Ohthehugemanatee fucked around with this message at 14:08 on May 4, 2010

Ohthehugemanatee
Oct 18, 2005
Anatomy and physiology were starting points but I don't think I really had a solid understanding of either until I'd covered a lot of pathophysiology. Learning how things went wrong is how I learned how they really worked. I wouldn't be too hard on yourself if it seems like everything isn't quite coming together yet.

Ohthehugemanatee
Oct 18, 2005

Giant Wallet posted:

Starting Med/Surg 2 tomorrow, learning how to start IVs on Monday. Anyone have any hints that might make it a little easier?

Stab, stab and stab some more. More than anything, IVs require practice. If you're lucky, you can work on them in clinical. When I rotated through ER I made sure I did every drat IV start in that place for two weeks. Don't expect it to come quickly.

But, some technical tips:

Don't dig for veins. It loving hurts and it doesn't work. If you don't get it in on a pass, withdraw almost all the way out and try again.
Hold that skin tight. It hurts less and it is easier to insert if your patient's skin doesn't move as you go in.

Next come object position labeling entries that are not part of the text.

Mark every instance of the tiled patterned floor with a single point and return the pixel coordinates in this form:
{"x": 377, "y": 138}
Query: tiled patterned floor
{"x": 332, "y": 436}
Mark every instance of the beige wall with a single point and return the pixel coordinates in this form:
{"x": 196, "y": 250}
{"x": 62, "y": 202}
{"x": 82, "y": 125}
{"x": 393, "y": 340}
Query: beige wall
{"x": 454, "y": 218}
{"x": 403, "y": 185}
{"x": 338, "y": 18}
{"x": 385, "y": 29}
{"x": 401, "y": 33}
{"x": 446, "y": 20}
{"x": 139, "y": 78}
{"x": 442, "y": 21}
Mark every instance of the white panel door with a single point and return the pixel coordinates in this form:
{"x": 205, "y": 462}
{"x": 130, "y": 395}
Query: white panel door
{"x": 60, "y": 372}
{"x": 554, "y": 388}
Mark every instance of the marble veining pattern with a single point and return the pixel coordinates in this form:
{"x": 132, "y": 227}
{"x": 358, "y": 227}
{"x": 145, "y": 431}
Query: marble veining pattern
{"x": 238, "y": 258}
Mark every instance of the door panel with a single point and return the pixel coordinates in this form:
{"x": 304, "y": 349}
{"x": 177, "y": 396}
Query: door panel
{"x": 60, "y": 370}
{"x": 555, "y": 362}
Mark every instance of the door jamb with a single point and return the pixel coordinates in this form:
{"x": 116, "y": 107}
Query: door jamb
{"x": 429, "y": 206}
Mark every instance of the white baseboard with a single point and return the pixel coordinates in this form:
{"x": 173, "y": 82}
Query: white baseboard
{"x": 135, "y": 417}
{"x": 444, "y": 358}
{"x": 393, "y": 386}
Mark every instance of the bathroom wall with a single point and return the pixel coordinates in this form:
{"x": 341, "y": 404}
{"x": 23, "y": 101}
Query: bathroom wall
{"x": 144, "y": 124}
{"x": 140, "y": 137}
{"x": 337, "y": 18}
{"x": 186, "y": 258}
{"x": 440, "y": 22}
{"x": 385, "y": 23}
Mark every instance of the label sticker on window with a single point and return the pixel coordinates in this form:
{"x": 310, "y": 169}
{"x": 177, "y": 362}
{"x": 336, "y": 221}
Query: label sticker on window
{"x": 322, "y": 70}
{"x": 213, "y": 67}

You're aiming for a little shy of a death grip.

One mistake I made when I started was to hit the AC. It's big and easy but it's worthless on any patient who can bend their arm since the site will occlude every five minutes. That said, it's a wonderful site if the patient is going to be immobilized or you need large bore access.

Really though, IVs are not something you're going to do well without a hell of a lot of practice. Most nurses never get enough practice and they're never very good at it. It's why a lot of hospitals have IV teams and even those that don't often have some unofficial go-to folk for difficult starts.

Ohthehugemanatee
Oct 18, 2005

mason likes onions posted:

A BSN and a few years of experience. And 30 to 80 thousand dollars.

That's one way to describe grad school, yes. NPs are BSN nurses who go on to graduate programs where they take what is essentially 75% of med school. They graduate as nurses who are almost-but-not-quite physicians. They are limited in that they're all specialists, cannot do surgery and, depending on the state, require varying degrees of physician oversight.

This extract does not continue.